Letitia scoffed. ‘I doubt it. Not after the way you let her down. You could’ve been her new mummy but you didn’t want a child that wasn’t perfect. You didn’t even try to make her love you.’

‘I never said—’

‘Not only that, but she was the child of the woman who slept with your husband. Admit it, you couldn’t even bear to look at her. You’d have made a terrible parent!’

Helen stifled her horror with her hand. She’d heard enough. Trembling and battling with a sudden headache, she tiptoed backwards and left as quietly as she had come.

On the stairs she met the secretary clutching a greasy sandwich bag. ‘Can I help you?’

‘No.’

Screw them both, she thought.

Screw them all.

She collected her rucksack and jacket from the staff room, then stormed out the front, baffling the security guard. She had to get away. Away from the aunts and their poisonous, complex relationship. Aggie who manipulated them all like a giant toad in her nest, Arseni and his cloying attention.

Away from Fay and the feelings of wanting revenge, which hung over her like a dark cloud. From the doubts which sucked all the energy out of her.

Everything which stopped her having a normal, proper life.

In her bag she had what she needed: money, phone, medication, the picture of her parents. The rest could come. She would jump on a train out of London, to Scotland maybe, and leave it all behind. Start again.

She was halfway to Kings Cross station when she realised this meant leaving Jason too.

This is no good, she thought, as she stood outside the imposing entrance to R & D again. She’d overheard enough to cause her immense pain, but she owed it to Ruth, and to herself, to get the whole story. The danger of eavesdropping was that it gave you only half the picture.

Thoughts of Jason had cooled her anger, like a glass of milk on an ulcerated stomach. He wouldn’t just walk off. He would stay and get to the bottom of things, do what was right, not for himself but for others. He could have thrown her out of the house when he discovered the truth about her, but he didn’t. She admired him for that.

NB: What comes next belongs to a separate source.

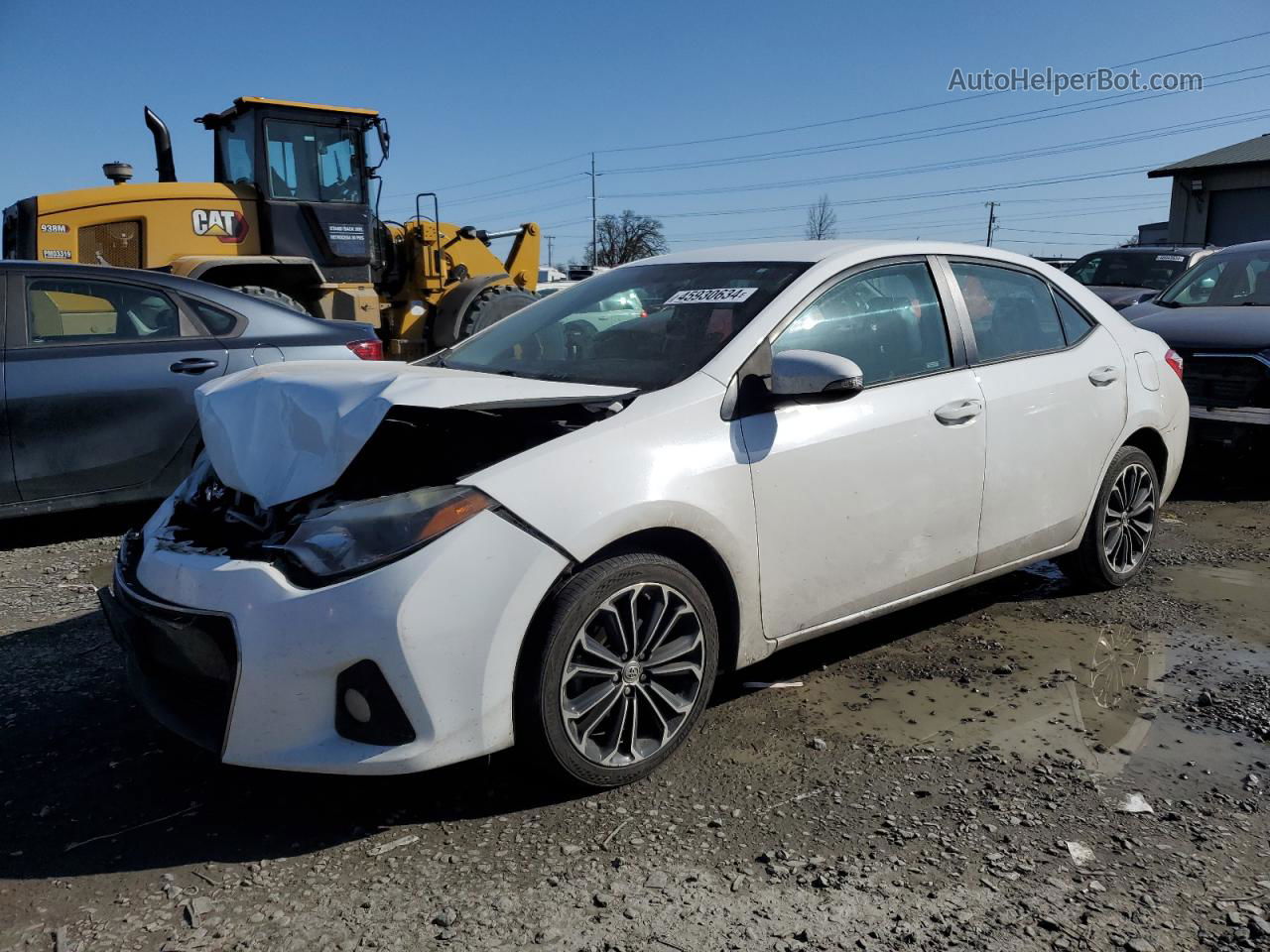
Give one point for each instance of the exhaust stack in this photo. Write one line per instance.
(167, 168)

More than anything, it was the idea of never seeing him again which had stopped her from beginning a new life in the Outer Hebrides. She’d run away once before, and it hadn’t solved anything. This time she wouldn’t.

‘Thought you’d got the sack the way you took off earlier,’ said the security guard.

‘No, not the sack,’ she replied, and clomped up the stairs to the offices again.

Neither of the aunts were there, the secretary informed her. ‘But Mrs Partridge will be back soon. You can wait in her office.’

Helen sent her a questioning look.

‘I know about the family connection,’ she added. Was it Helen’s imagination, or was she just a bit less sniffy?

‘Thanks.’

Ruth’s office was as richly furnished as Letitia’s. Gleaming desk, Persian rug, grandfather clock, a hideous but expensive onyx globe in the corner. It was also completely devoid of anything personal, not even a magazine to read, probably because Ruth was rarely here. Helen dropped down into a shiny leather sofa to wait for her. After half an hour Ruth still hadn’t returned, and when she stuck her head out of the door, the secretary’s station was empty and her computer switched off.